Our blissful early October weather changes dramatically late this week. There is still a great deal of model spread. It is still too early to make credible predictions about potential (heavy) snow chances. But the odds of a significant early season snowfall is growing with each model run from eastern North Dakota through the Red River Valley, and maybe into northwest Minnesota.
Early trends to watch in the blog below.
October bliss — for now
Our mild dry weather early this week is good tonic for the soul. Southerly breezes pick up Tuesday and Wednesday. Gust could hit 30 mph on both days. But southerly breezes blow in milder air. Highs push 70-degrees in much of southern and western Minnesota Tuesday and Wednesday.
The bottom drops out Friday and Saturday as the season’s strongest cold front so far sweeps in.
Late-week storm: Model watching
Many of us will be obsessing over each new model forecast run this week. The early trends show some significant differences between model solutions as to where significant to heavy snow could fall on Friday and Saturday.
I’m still not posting specific model forecast totals yet. It’s still too early and the differences are too great for any reasonable forecast credibility. There’s already plenty of click bait postings of what I consider to be highly unlikely snowfall scenarios at this point.
Here’s what we can credibly say at this point.
A powerful low-pressure system is likely to wind up along I-35 and track from near Kansas City to the Twin Cities to Duluth Thursday and Friday.
The precise storm track is still in question.
There is going to be a huge temperature contrast across the system from west (cold/snow) to east (warm/rain).
Significant to heavy snow (and wind) is now likely on the western side of the system.
The highest chance for significant ot heavy snow favors eastern North Dakota through the Red River Valley into northwest Minnesota.
Here’s a brief breakdown of the major forecast model solutions.
European model: Favors heavy snow and high winds across eastern North Dakota. Lighter snow in western and central Minnesota. Mostly rain in the Twin Cities.
Canadian model: Favors a heavy snow zone over eastern North Dakota. Favors significant but lower snowfall totals across the Red River Valley. Favors mostly rain with a light possible dusting inthe Twin Cities.
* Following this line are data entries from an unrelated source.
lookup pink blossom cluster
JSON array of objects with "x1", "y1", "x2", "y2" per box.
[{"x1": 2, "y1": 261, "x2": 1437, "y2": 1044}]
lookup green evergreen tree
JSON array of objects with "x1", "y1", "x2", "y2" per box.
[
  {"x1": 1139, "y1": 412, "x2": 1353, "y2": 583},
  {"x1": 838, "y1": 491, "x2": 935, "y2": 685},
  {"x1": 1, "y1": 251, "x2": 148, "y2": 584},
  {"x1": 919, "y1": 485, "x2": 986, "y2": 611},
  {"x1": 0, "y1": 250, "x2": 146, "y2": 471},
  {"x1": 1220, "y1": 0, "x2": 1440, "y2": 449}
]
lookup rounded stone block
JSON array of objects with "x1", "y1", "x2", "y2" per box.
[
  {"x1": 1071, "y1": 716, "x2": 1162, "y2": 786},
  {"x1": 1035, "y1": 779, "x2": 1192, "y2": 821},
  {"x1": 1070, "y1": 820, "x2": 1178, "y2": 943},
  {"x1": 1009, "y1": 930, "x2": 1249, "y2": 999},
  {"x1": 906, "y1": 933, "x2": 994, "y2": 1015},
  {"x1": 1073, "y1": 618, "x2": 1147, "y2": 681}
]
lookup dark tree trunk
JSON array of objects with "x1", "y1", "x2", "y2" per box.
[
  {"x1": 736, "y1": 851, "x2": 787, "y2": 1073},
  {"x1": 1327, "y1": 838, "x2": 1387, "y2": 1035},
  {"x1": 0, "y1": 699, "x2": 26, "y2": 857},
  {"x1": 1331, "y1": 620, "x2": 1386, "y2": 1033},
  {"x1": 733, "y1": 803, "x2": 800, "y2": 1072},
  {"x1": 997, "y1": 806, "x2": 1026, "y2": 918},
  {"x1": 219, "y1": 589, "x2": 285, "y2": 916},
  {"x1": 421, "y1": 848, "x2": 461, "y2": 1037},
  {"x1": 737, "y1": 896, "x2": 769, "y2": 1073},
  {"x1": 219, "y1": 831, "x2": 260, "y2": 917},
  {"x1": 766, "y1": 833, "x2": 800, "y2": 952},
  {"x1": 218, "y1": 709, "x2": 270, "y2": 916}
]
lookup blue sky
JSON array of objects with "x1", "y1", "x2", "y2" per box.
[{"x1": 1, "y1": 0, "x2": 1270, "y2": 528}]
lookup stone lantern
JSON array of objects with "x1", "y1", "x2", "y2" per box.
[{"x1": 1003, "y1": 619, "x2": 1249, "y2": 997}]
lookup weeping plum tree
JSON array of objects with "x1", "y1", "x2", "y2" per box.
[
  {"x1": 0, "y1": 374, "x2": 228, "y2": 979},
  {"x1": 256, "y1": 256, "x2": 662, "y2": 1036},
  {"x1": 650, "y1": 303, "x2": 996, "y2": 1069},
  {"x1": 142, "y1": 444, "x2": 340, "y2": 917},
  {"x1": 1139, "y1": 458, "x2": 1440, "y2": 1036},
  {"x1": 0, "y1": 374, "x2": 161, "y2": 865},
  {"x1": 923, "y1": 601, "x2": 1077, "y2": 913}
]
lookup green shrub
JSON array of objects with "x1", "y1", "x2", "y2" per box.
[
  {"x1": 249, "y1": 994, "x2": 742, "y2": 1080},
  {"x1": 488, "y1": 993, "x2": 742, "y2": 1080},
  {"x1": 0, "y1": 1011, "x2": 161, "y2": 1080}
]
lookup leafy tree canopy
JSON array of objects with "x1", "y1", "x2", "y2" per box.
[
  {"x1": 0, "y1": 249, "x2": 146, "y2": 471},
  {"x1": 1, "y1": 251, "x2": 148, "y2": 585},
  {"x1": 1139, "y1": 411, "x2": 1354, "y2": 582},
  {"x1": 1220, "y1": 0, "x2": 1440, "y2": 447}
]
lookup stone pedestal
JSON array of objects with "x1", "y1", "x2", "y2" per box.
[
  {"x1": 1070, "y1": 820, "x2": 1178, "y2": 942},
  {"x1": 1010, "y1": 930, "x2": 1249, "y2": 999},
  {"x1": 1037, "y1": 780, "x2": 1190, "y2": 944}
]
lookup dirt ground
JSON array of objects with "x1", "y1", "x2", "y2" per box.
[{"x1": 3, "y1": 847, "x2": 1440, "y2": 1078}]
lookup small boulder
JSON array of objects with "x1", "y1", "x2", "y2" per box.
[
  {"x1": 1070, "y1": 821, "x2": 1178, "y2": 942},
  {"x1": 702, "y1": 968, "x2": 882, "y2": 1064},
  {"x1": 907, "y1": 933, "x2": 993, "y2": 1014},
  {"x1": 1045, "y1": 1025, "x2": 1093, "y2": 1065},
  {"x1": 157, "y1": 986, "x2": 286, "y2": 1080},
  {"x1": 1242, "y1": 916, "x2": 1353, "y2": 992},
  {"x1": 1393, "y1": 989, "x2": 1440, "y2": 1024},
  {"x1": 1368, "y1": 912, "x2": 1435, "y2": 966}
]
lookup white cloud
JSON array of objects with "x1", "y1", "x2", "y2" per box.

American (GFS) model: The GFS has been the eastern outlier with snowfall accumulation. This solution looks suspect to my eye. And the latest (18Z) afternoon model run has indeed shifted westward closer to the Canadian and European models. The newly upgraded GFS seems to show an eastern, colder bias on our first possible winter season storm. The GFS had placed the heaviest snow zone across the northwest half of Minnesota, with significant Twin Cities accumulations. It’s now shifted westward into the Red River Valley, with possible light accumulations into the Twin Cities. I’m not buying into significant Twin Cities snowfall accumulations at this point.